I have not, indeed, one moment’s anxiety as to your response. You love the place, this place at least, where God’s honour dwelleth. I believe that your periodical offerings on this monthly occasion will be almost, or perhaps quite, equal to those which you make for any work of piety or charity: and I may remind you that there is an especial reason why your offerings should be large at the outset, inasmuch as already four months are gone by of the current year, and we have to supply in eight months the resources (as they hereafter will be) of twelve.
But on this point I feel an entire security. You will never allow those who undertake the office of your Churchwardens to incur any responsibility but such as you cheerfully guarantee to them.
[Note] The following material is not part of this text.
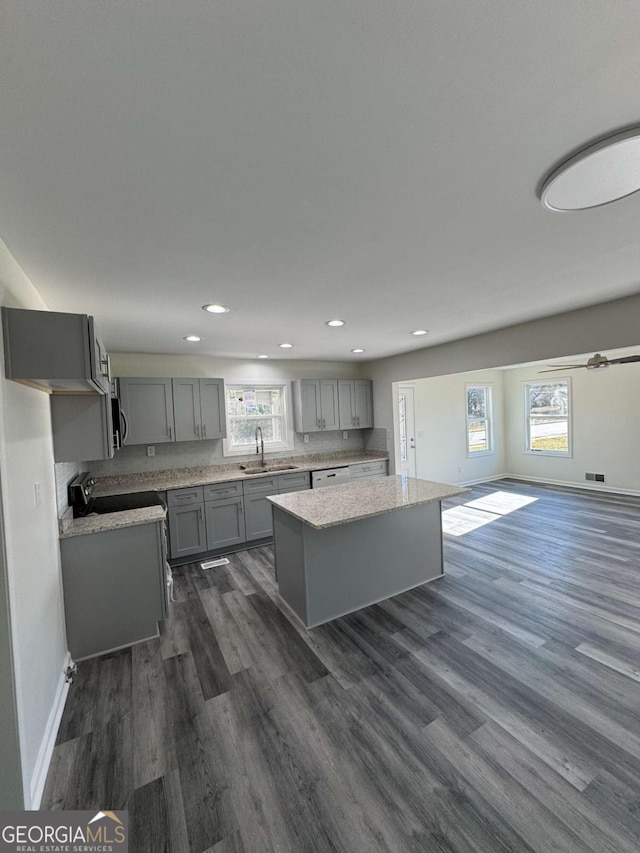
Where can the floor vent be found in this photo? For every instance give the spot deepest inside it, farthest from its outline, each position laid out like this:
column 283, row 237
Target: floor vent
column 212, row 564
I will rather take the opportunity of saying one word upon the more general question.
We have never in this place—certainly not for many years past—laid a compulsory church-rate. We have always allowed those who would to refuse payment. Even when the law was clearly with us, we have never taken advantage of it. So far, we might, if we would, have regarded the new Act as confirming and stereotyping our own local custom.
But there were these two differences. We could no longer carry with us the influence, the persuasion, of an unenforced compulsion. We could no longer say, as heretofore, He that may command, entreats. Henceforth it was lawful to refuse.
Again, we could no longer extend our payments over the whole Town; and, with whatever abatements from caprice or principle, hope to enlist, in the work of reparation or maintenance, the sympathies of an entire population.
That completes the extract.